Costumava dizer que não era pau-de-amarrar-égua, mas sim pau-de-levar-carga, sem desonrar as calças que vestia. Com seu linguajar simples fazía-nos rir, pois tudo nele era puro contraste. Matuto da roça, mas era galego dos olhos azuis, com cabelos escorridos caindo nos olhos. Analfabeto, mas desenrolado feito pião nas mãos de um moleque. Andar de ônibus? Nem pensar. Andava três, quatro, cinco... dez quilômetros sem se abalar. Corpo de invejar freqüentadores de academia. Comida? Parecia que não sentia fome.

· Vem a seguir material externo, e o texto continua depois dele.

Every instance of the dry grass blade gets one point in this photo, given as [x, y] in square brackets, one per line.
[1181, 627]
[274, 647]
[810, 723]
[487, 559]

Fazia apenas três refeições por dia: café com pão, sem nenhum mimo pra dá gosto ao ‘pãozinho desmaiado’; no almoço, feijão, farinha e um pedacinho de charque cozida no próprio feijão, ou outro tipo de carne – nesse dia não almoçava bem.
Em época de manga, sua alegria dobrava de tamanho, pois era seu prato predileto: Feijão, farinha e manga.
Mas voltando ao pau-pra-toda-obra. Vendo-se sem ter o que fazer e o dinheiro curto, resolveu voltar a consertar sapato. Comprou os apetrechos, treinou nos sapatos de casa, foi à luta. Anda daqui, anda dali, viu num bairro de gente rica, uma casa de esquina, e ali decidiu fazer seu ponto de negócio. Falou com o ‘doutor’, explicou o que queria, e recebeu consentimento para colocar seus trastes encostado ao muro da casa. Em troca ofereceu-se para consertar todos os sapatos dos ‘granfinos’.
Ali, todo dia trabalhava das sete da manhã às quatro da tarde, só almoçando quando regressava. Antes de ir, não esquecia de varrer a calçada pois ‘era feio um homem como ele, com os cabelos brancos ser chamado atenção por se portar como um imundo, e além disso, seria o mesmo que cuspir na cara da própria mãe’. Ingratidão não era com ele. Reforçou a renda da casa, ficando mais descansado, porém, como ele dizia: alegria de pobre dura pouco. O ricaço vendeu a casa pra outro doutor que não queria uma ‘ tenda imunda a enfear seu muro, e o sapateiro pegou seus trastes e foi pra outra calçada ganhar seu ‘tostão honradamente’.
Trabalha daqui, perde dali - muitos colocavam os sapatos e nunca mais voltavam para pegar e pagar pelo conserto. Ele ficou mais esperto. Só pegava o serviço se recebesse a
metade do valor à vista e o restante quando entregava o calçado restaurado parecendo novo.
Fez muitas amizades, atraindo muitos velhos que não teve a coragem de ‘colocar a mão à tora feito eu’, e ali enquanto trabalhava – pois não gostava de ‘faltar com a palavra’, ia falando do governo, do preço alto, dos assaltos e relembrando o ‘tempo de antigamente’. Quando o freguês chegava, a encomenda estava pronta e ensacada para voltar aos pés dos ‘ devidos donos’.
Anos se passaram, e ‘o mundo indo de mal a pior’. O velho sapateiro passou a ser procurado por viciados em cola. E no início apenas pediam a lata seca, depois a querer sempre mais, e por último passaram a ameaçá-lo. Quando se viu perseguido, ainda pensou em ‘ meter a faquinha na barriga desses desalmados que não deixavam ninguém trabalhar’, mas aconselhado pelos donos da casa onde ele colocava os trastes, e atendendo aos conselhos dos filhos e genros, baixou as armas e voltou pra casa.
Nunca mais foi o mesmo. Quando a saudade apertava voltava à casa dos doutores e ia à procura dos velhos companheiros, mas gradativamente foi perdendo o interesse. Depois, passou a sentar numa calçada na pista principal ‘ pra jogar conversa fora’.
Naquela calçada, virou menino, foi colocado numa cama, e meses depois, partiu para
‘ descansar das labutas’.
Esse velho sapateiro, pau-pra-toda-obra era meu avô.